Anyone who has ever visited Minneapolis knows that is a lovely city, especially if you were there in the summer. It has many lakes and a variety of parks. Minneapolis is the location of the corporate headquarters for 16 Fortune 500 companies and it has a rich history of cultural, athletic and entertainment events. It provides so much for its residents that they are willing to put up with bone-chilling winters that can last for six months.
So, why was Minneapolis the scene of a horrific police murder of an African American man that has led to protests, civic violence and brutality to and by police? There is a serious racial inequality in terms of income in Minneapolis that is not present in any other major city.
In urban areas throughout the nation there are differences between white and black median household income, yet the data for Minneapolis reveals a harsh difference. In black households, the median income is about $43,000 and for white families this number is about $86,000.
Black income in Minneapolis is similar to what is found in New Orleans and Cleveland, but in these two cities, white income is significantly lower than what white families earn in Minneapolis. In Atlanta, where median white household income is very close to that of Minneapolis, the black income is about $20,000 more than Minneapolis.
There must be some underlying cause for the disparity. Typically, cities with greater white income have greater black income. An investigation is required to examine the reasons for the racial income disparity. There are additional facts which might further explain underlying racial tensions in the Twin Cities.
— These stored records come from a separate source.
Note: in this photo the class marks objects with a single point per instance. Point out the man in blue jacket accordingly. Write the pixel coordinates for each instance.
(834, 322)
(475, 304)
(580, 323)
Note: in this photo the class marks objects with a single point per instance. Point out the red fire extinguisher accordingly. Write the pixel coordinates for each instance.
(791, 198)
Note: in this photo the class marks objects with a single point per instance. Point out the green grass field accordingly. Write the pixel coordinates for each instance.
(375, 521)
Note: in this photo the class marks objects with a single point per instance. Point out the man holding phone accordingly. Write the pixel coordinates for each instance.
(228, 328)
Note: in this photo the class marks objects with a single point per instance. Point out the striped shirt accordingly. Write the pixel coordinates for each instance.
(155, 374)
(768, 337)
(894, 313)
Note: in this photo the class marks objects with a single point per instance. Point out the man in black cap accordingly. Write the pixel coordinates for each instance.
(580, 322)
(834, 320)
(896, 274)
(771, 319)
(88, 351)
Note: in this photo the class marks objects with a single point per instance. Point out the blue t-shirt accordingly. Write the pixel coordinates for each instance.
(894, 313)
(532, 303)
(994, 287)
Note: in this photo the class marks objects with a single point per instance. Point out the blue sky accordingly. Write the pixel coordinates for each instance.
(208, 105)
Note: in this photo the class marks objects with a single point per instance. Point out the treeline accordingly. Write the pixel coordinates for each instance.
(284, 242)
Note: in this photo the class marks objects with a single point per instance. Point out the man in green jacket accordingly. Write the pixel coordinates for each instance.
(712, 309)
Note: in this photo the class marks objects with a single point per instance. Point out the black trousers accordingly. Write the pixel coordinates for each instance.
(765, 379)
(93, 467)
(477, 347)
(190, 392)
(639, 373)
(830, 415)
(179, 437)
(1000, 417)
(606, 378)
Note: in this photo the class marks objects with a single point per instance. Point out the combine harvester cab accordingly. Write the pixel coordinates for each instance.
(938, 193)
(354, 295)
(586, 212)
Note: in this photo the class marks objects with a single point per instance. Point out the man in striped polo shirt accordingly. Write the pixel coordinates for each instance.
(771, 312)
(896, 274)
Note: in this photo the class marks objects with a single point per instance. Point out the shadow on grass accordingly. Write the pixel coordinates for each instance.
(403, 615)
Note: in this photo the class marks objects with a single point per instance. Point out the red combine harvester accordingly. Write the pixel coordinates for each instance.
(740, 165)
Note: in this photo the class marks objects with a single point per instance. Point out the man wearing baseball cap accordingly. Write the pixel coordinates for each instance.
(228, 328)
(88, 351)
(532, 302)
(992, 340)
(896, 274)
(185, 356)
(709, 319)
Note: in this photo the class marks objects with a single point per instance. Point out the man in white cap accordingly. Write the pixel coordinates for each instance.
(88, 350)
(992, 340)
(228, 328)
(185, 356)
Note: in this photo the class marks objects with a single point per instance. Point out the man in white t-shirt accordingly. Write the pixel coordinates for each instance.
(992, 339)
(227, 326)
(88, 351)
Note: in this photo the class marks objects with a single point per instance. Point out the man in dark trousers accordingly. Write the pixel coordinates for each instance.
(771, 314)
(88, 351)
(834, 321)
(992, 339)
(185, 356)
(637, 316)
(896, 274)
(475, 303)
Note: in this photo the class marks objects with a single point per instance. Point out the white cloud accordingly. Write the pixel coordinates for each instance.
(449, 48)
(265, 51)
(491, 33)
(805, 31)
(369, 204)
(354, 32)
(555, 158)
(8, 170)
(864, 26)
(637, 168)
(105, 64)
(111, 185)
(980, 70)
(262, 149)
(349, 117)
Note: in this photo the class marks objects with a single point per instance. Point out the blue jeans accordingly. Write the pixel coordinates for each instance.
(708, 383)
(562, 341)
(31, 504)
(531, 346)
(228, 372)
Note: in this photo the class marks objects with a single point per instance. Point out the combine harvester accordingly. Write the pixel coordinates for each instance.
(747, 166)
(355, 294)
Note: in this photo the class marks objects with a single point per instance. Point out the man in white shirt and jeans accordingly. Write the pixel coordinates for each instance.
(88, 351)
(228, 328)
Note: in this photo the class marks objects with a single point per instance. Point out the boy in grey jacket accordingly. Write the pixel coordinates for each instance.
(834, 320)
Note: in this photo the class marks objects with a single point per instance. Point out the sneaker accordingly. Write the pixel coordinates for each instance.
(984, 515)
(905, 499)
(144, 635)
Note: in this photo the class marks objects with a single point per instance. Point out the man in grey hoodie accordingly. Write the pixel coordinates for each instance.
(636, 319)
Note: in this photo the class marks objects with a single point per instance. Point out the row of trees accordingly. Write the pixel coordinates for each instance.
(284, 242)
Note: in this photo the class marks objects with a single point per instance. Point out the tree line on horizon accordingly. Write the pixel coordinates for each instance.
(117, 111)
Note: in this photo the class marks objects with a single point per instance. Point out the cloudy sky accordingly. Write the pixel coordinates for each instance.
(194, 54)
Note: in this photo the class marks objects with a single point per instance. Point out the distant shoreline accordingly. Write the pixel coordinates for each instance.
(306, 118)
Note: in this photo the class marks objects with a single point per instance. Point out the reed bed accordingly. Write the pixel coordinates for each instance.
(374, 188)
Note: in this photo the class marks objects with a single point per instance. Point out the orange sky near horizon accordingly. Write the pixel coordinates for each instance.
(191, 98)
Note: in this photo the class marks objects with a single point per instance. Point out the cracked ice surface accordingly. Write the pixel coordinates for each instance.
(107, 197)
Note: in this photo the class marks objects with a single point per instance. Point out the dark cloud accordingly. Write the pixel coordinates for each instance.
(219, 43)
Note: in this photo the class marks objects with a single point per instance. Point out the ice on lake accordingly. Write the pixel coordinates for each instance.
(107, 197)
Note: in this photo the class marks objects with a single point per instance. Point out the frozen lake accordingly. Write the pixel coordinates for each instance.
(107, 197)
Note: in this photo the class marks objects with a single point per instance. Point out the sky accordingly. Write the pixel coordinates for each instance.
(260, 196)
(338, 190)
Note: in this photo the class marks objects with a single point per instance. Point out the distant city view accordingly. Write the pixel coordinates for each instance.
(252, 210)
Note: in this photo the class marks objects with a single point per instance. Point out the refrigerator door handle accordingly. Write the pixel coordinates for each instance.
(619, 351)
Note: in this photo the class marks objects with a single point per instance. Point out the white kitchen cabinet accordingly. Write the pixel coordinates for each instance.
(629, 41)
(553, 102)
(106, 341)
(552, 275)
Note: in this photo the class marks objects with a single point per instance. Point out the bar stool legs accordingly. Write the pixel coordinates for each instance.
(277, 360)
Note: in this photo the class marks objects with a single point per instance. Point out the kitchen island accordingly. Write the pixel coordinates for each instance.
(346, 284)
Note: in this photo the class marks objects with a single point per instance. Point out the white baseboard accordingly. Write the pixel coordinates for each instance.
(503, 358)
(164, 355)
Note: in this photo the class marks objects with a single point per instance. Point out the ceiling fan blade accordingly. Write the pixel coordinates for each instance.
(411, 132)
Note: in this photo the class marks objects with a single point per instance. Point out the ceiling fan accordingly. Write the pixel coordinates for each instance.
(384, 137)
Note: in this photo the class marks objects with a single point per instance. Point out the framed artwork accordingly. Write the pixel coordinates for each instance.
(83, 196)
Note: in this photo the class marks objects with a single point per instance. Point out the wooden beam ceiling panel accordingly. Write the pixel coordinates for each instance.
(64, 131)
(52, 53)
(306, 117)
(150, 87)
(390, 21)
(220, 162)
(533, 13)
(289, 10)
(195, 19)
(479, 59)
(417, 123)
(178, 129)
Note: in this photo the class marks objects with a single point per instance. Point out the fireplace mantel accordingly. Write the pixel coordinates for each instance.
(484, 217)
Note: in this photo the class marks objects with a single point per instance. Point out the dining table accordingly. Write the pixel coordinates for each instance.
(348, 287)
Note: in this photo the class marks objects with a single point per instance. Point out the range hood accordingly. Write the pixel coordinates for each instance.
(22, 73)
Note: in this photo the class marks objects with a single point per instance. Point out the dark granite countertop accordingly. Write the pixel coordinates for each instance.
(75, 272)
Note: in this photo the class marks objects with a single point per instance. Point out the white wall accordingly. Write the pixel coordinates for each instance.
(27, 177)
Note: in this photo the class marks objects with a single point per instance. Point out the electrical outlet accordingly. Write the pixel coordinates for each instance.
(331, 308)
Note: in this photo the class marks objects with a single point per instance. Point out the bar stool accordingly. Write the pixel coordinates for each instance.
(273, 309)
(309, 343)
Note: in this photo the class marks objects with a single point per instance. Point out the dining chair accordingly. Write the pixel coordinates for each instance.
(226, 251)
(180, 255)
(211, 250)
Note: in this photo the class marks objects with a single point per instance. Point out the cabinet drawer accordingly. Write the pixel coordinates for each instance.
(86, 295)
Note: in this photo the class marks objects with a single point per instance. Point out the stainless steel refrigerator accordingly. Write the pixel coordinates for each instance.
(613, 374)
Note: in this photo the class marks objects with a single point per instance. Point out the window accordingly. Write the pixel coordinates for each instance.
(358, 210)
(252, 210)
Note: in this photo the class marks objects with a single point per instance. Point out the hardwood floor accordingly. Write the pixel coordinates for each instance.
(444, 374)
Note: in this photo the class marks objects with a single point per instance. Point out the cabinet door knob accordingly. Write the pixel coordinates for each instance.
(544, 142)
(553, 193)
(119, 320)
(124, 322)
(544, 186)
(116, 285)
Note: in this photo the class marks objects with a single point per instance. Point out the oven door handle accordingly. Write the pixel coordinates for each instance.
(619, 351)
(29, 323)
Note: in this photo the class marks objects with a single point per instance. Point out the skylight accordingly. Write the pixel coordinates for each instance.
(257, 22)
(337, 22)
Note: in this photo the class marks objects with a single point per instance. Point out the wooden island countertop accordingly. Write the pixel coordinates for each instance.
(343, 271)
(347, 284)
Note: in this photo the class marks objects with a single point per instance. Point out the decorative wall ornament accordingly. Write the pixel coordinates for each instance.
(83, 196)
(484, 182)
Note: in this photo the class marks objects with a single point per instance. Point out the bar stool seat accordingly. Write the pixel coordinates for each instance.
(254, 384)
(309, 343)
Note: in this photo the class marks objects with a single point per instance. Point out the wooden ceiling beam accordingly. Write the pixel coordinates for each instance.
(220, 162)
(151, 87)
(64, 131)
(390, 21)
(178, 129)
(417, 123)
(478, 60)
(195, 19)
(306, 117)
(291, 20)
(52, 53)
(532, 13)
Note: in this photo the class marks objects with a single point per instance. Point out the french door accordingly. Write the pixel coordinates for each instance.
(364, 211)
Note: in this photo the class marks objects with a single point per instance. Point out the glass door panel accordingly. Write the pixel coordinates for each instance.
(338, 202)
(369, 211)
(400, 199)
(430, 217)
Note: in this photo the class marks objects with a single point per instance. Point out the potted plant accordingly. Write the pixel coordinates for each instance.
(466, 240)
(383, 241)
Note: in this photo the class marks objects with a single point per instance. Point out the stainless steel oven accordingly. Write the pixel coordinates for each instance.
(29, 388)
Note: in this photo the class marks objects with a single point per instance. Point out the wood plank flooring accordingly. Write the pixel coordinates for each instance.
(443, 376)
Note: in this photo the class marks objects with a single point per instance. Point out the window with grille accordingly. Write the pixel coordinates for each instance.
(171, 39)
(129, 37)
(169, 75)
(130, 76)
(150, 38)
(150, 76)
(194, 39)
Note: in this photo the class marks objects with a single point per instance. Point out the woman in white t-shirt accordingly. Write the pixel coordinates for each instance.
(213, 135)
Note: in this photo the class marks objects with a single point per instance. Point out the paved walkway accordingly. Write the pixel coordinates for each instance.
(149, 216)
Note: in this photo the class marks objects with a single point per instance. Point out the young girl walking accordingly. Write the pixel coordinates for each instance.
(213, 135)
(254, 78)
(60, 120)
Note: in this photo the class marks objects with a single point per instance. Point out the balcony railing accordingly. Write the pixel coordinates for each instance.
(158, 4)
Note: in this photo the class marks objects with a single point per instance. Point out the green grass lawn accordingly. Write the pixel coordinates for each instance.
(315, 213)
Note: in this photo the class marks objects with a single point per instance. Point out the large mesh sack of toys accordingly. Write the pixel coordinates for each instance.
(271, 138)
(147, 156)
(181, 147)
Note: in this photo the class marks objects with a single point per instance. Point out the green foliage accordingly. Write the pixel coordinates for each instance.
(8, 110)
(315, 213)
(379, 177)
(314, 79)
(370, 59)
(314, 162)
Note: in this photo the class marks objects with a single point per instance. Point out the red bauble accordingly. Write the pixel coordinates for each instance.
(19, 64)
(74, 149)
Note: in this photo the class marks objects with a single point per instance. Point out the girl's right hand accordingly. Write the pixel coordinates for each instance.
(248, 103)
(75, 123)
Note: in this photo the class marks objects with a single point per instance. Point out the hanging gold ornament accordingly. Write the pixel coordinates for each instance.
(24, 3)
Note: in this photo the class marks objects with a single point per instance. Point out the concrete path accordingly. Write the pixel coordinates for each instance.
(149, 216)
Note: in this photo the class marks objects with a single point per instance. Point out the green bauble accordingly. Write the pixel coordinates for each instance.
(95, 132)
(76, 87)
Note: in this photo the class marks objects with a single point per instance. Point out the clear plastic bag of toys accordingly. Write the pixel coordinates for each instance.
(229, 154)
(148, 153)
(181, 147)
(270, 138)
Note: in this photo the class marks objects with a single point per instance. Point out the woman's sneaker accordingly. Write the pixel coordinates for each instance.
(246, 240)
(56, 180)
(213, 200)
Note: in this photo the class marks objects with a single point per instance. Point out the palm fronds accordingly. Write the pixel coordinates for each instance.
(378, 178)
In the 1950s, the construction of an interstate highway in the region avoided white neighborhoods while wrecking an established black community in St Paul, destroying churches and community centers. At that time, white families could purchase their first home using federal loans which were not available to African Americans. This has led to about 76% of Twin Cities households headed by a white person own their home, compared with 24% of black households. So, it is not simply police racism, it is a community with serious racial conflicts.